In awk, the FS variable allows you to define the input field separator. In contrast, FPAT (field pattern) allows you to define what should the fields be made up of.

$ s='Sample123string42with777numbers'
# one or more consecutive digits
$ echo "$s" | awk -v FPAT='[0-9]+' '{print $2}'
42

$ s='coat Bin food tar12 best Apple fig_42'
# whole words made up of lowercase alphabets and digits only
$ echo "$s" | awk -v FPAT='\\<[a-z0-9]+\\>' -v OFS=, '{$1=$1} 1'
coat,food,tar12,best

$ s='items: "apple" and "mango"'
# get the first double quoted item
$ echo "$s" | awk -v FPAT='"[^"]+"' '{print $1}'
"apple"

FPAT is often used for CSV input where fields can contain embedded delimiter characters. For example, a field content "fox,42" when , is the delimiter.

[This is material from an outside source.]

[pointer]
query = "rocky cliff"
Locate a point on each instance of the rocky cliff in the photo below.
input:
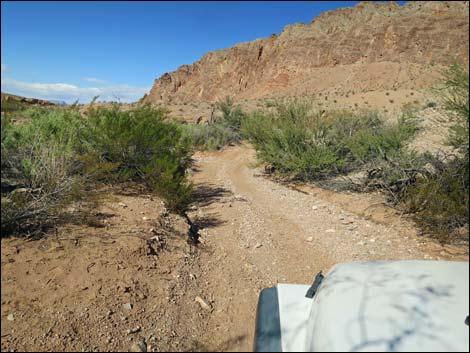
(370, 46)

$ s='eagle,"fox,42",bee,frog'

# simply using , as separator isn't sufficient
$ echo "$s" | awk -F, '{print $2}'
"fox

For such simpler CSV input, FPAT helps to define fields as starting and ending with double quotes or containing non-comma characters.

# * is used instead of + to allow empty fields
$ echo "$s" | awk -v FPAT='"[^"]*"|[^,]*' '{print $2}'
"fox,42"

warning The above will not work for all kinds of CSV files, for example if fields contain escaped double quotes, newline characters, etc. See stackoverflow: What's the most robust way to efficiently parse CSV using awk? for such cases. You could also use other programming languages such as Perl, Python, Ruby, etc which come with standard CSV parsing libraries or have easy access to third party solutions. There are also specialized command line tools such as xsv.